MPs asked about border reopening
Wilkinson described reopening of borders as “an evolving conversation here and pretty much in every country around the world.” He said it’s possible that will be tied to Canada’s vaccine rollout and to the rollout of vaccines in other countries. “Will people who are coming here require a certificate of vaccination, for example, or, or are you going to start with selected countries?” he asked.
“Those are all pretty fundamentally important questions that, I would say, have not been fully resolved yet and probably are going to be the subject of significant international conversation over the coming few months.”
In response to questions about Canada’s fiscal situation, Beech acknowledged “the elephant in the room”: approximately $300 billion in “unplanned spending” made necessary by the pandemic. “Our debt to GDP ratio has shot up,” he said.
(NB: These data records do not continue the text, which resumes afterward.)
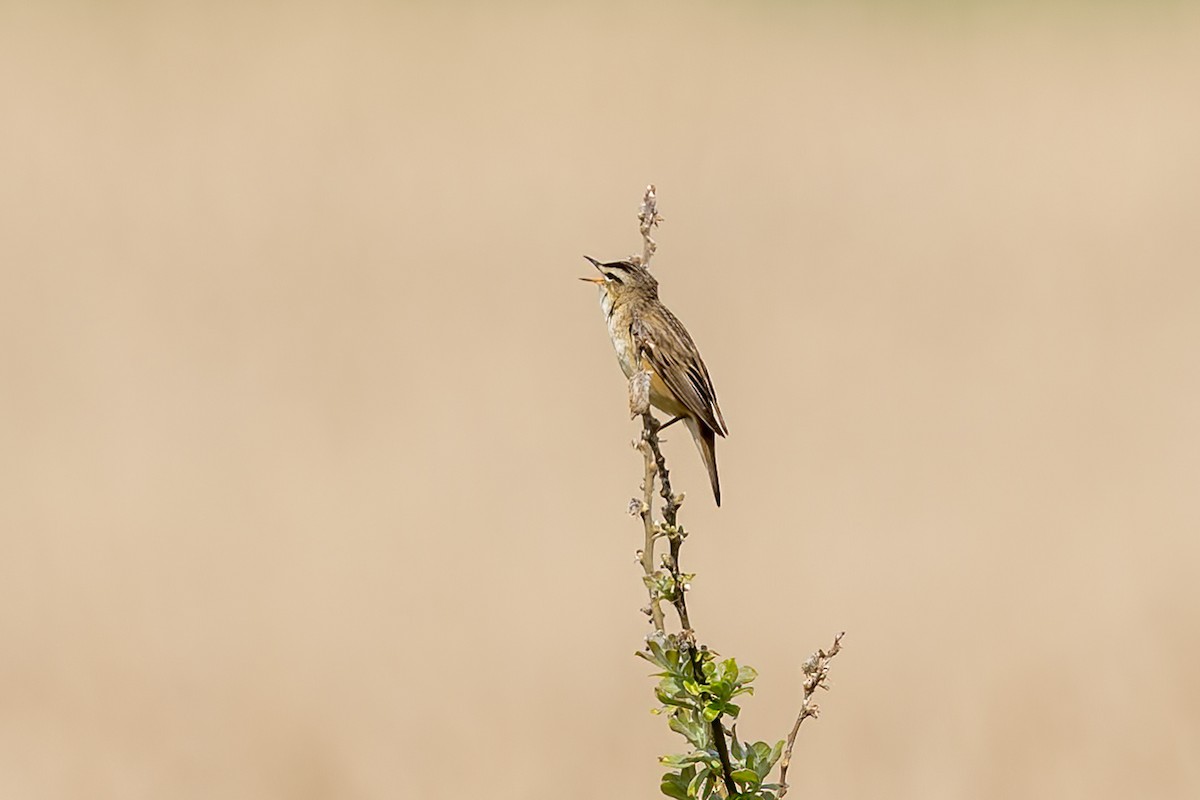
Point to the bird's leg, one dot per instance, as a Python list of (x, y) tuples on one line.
[(670, 422)]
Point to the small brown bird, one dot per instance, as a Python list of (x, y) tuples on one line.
[(679, 382)]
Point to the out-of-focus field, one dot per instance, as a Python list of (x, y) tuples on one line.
[(315, 455)]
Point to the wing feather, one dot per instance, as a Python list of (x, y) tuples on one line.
[(677, 360)]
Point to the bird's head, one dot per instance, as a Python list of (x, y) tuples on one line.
[(621, 280)]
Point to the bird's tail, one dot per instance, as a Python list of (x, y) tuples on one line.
[(706, 441)]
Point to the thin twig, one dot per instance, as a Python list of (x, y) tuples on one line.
[(816, 671), (657, 469), (648, 217), (646, 511)]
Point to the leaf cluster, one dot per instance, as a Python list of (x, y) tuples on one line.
[(696, 691)]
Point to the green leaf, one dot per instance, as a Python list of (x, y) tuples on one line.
[(683, 759), (690, 731), (675, 785), (747, 776)]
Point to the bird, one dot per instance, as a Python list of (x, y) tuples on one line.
[(642, 329)]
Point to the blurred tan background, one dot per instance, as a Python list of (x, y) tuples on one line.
[(315, 455)]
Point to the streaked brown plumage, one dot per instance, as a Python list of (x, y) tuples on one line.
[(679, 382)]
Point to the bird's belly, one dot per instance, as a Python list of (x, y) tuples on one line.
[(661, 396)]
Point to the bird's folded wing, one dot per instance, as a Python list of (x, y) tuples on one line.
[(677, 361)]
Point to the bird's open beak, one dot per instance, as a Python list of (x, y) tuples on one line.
[(595, 264)]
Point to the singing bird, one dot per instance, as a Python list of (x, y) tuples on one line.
[(679, 382)]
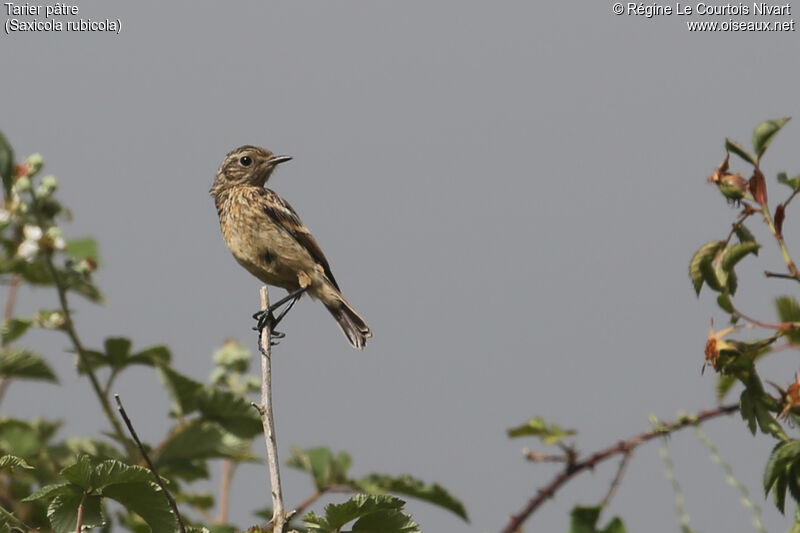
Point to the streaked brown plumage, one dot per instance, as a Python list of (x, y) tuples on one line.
[(267, 237)]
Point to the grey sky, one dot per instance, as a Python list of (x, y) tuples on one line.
[(509, 193)]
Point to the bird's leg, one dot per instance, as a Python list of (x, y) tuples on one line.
[(266, 316)]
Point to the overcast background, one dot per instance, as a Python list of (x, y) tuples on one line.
[(508, 192)]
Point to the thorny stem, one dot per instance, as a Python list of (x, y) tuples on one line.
[(279, 516), (626, 447), (69, 328)]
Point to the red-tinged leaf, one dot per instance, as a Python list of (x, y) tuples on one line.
[(758, 187), (779, 216)]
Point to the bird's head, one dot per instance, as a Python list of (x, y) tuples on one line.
[(246, 165)]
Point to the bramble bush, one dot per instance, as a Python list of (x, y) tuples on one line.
[(54, 483)]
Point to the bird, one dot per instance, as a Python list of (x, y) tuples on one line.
[(267, 237)]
But with 3.7 million Canadians getting wages subsidized and nine million getting emergency benefits under CERB, “socially and morally” the cost of not spending the money “would be astronomical,” he said.
He added Canada’s triple A credit rating allows the country to borrow money cheaply. “We are able to do this temporarily within our fiscal means,” he said. “Economists all over the world have agreed with us.”
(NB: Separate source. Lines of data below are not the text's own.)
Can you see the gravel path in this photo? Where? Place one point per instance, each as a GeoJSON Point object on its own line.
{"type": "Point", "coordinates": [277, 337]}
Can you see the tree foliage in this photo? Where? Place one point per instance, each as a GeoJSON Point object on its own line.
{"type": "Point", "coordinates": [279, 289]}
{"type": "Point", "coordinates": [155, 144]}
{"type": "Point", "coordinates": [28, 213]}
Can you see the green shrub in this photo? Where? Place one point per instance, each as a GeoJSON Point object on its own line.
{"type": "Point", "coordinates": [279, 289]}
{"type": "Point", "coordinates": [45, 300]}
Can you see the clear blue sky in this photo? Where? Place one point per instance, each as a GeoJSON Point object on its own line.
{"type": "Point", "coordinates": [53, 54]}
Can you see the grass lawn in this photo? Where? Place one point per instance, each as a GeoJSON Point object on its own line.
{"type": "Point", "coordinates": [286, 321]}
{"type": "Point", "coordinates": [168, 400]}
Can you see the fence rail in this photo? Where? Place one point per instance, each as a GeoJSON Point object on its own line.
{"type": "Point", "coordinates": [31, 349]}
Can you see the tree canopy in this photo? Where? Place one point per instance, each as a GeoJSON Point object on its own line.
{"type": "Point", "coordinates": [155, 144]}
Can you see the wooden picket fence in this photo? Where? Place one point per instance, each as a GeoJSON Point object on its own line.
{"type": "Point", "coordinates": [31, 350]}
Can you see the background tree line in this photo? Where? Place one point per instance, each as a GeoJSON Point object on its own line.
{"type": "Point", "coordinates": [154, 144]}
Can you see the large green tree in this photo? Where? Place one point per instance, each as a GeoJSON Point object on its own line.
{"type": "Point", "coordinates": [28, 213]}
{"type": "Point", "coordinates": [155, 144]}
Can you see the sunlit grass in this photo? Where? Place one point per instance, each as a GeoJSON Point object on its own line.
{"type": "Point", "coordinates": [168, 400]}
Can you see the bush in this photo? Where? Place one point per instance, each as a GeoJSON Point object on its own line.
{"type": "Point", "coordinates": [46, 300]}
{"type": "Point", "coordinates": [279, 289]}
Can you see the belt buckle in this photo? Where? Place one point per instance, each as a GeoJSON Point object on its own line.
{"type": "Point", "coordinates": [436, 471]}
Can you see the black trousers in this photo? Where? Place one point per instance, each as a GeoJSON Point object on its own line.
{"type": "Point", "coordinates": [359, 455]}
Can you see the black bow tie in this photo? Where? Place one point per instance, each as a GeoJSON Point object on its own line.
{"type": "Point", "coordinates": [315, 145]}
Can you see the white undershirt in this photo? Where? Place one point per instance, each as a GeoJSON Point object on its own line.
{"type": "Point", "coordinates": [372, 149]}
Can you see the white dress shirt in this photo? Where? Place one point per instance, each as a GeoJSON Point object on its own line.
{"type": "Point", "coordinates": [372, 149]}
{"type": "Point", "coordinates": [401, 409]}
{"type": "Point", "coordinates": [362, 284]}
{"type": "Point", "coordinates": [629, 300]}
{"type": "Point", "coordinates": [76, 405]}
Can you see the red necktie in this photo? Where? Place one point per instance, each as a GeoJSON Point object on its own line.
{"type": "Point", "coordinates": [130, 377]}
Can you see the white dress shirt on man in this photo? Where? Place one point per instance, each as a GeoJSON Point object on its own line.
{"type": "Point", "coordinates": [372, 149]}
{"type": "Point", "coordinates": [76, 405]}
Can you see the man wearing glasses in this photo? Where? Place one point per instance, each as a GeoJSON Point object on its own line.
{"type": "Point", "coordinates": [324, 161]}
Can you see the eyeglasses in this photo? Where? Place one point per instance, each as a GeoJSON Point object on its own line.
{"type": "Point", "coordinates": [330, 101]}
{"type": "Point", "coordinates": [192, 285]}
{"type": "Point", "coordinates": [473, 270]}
Beech cautioned, however, the government does not want to turn the temporary help into “ongoing operational structural deficits.”
Beech defended the federal government’s record on the vaccine strategy.
Early on in vaccine development, nobody knew which ones would work or be able to be produced quickly “so we took a very diversified approach and made contracts and deals” for a wide variety, he said.
Vaccines on track, says Beech
He added while there have been slowdowns in supply in recent weeks, the contracts with the vaccine companies are based on a certain number of doses being delivered every quarter. Canada has been assured those are still on track, he said.
“We believe that anybody that wants to get a vaccine will be able to have one by September. I think we are targeting 20 million vaccines by the spring. We are very much on track for that, and we'll continue to make sure that we hit those targets,” said Beech.
Other topics touched on in the virtual forum included the impact of President Joe Biden’s election in the U.S., climate change and perennial local favourite – the desire to see rapid transit to the North Shore.
“I think one of the great advantages of having President Biden in the office is we will have greater certainty about the predictability of things and how they will operate going forward. I think one of the challenges with the previous administration was just the lack of ability to predict what was going to happen from day to day,” said Wilkinson.
But he warned “Democrats tend to be even more protectionist than Republicans” so Canada will still need to “be very thoughtful” on issues like softwood lumber.
Transportation improvements are still on the radar, said the MPs.
Rapid transit still a concern
One idea under discussion is a way to connect the lower roads between North and West Vancouver, said Wilkinson.
Local mayors and MPs are still pushing for rapid transit, he added. “TransLink is now taking it quite seriously. I will tell you that wasn't always the case,” he said.
Beech was also asked when a federal election is likely. “I don’t think there’s any reason we need to rush to the polls,” he said. He added personally he’d prefer to see more people vaccinated before an election is called.